Defect prediction forecasts defect proneness or the number of defects contained in software systems. It is frequently employed to efficiently prioritize and allocate the limited testing resources to the modules that are more likely to be defective during the process of software development and maintenance. Consequently, a number of defect prediction approaches have been proposed. Most of the existing approaches on defect prediction regard defect prediction as a classification problem in which programs are classified as buggy or non-buggy. However, identifying the defect proneness of a given software module is not sufficient in practical software testing. The research on predicting the number of defects is limited and the performances of these approaches are constantly being optimized and improved. Therefore, in this paper, we propose a novel approach that leverages a convolutional neural network to predict the number of defects in software systems automatically.
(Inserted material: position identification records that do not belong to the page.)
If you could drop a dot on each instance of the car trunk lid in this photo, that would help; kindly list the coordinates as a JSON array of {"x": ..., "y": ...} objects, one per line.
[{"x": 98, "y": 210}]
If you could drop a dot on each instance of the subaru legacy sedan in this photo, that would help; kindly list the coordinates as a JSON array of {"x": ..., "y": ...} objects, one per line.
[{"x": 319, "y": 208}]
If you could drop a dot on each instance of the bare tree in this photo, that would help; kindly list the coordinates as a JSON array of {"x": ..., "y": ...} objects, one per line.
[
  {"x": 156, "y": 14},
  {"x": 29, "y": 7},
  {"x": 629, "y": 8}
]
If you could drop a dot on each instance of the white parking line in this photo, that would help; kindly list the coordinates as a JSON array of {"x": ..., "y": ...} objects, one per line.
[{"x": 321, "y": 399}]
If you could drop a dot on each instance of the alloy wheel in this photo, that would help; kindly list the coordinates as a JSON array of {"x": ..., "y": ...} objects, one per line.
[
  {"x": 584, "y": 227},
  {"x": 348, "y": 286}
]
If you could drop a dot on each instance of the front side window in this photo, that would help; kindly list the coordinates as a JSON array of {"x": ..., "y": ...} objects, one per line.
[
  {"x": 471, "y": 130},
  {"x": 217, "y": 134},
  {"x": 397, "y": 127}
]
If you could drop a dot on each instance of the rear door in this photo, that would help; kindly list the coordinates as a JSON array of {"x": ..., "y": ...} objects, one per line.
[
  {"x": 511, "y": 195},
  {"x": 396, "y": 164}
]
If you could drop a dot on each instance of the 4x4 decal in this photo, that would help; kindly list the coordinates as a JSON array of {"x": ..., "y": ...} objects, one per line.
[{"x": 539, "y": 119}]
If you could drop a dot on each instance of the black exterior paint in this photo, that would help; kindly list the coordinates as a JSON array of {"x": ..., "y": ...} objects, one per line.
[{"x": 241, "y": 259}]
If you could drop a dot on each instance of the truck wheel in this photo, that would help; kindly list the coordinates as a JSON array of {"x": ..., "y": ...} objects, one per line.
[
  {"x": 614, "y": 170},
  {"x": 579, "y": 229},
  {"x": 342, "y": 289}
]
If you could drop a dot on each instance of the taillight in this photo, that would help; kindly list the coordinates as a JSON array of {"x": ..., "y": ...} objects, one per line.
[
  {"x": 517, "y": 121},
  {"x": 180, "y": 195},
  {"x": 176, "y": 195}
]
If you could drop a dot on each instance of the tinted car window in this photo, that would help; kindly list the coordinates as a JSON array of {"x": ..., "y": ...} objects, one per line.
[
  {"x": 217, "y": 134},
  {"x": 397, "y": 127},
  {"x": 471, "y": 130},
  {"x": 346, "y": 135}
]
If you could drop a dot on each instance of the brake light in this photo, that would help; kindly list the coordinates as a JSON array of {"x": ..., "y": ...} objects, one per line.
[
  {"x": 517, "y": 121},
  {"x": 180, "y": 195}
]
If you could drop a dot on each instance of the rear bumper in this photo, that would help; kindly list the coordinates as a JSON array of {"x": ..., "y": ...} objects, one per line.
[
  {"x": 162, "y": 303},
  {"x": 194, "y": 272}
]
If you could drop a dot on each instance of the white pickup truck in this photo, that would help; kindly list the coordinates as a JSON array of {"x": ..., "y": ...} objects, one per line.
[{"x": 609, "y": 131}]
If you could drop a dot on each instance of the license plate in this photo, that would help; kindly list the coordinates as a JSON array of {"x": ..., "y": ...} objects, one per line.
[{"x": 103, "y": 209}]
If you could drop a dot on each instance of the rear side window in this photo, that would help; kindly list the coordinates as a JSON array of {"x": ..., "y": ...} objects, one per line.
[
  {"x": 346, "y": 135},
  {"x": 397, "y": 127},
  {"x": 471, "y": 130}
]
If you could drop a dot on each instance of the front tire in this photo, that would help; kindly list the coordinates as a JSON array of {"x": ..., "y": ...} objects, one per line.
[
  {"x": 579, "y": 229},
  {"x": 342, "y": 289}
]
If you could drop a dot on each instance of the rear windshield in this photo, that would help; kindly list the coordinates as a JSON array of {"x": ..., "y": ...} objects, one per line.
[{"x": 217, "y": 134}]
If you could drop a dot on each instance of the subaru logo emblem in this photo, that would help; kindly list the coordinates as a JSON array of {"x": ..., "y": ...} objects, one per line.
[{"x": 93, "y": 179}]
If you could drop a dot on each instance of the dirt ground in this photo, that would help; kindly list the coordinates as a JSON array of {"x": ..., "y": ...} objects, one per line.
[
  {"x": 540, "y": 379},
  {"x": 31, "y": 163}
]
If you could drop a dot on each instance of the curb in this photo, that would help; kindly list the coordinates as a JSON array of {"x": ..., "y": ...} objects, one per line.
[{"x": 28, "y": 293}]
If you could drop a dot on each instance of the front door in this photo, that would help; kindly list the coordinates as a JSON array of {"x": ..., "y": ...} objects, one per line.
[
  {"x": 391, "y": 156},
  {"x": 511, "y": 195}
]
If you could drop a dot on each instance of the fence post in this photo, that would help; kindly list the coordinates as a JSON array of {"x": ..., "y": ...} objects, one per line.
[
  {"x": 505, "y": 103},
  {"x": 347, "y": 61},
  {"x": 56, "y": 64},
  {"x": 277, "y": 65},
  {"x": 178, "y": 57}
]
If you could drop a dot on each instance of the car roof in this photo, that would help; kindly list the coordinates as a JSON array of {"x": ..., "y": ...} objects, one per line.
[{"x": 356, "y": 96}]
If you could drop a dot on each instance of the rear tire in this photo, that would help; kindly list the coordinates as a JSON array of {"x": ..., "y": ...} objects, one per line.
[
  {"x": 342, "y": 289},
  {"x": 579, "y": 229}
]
First, we preprocess the PROMISE dataset, which involves performing natural logarithm transformation and data normalization. Second, we feed the preprocessed dataset to a specially designed convolutional neural network-based model to predict the number of defects. Third, we rank the software modules according to the corresponding predicted number of defects in descending order. We also evaluate the proposed approach on a well-known dataset by cross-validation. The evaluation results suggest that the proposed approach is both accurate and robust, and it improves the state of the art. On average, it significantly improves the Kendall correlation coefficient by 16% and the fault-percentile-average by 4%.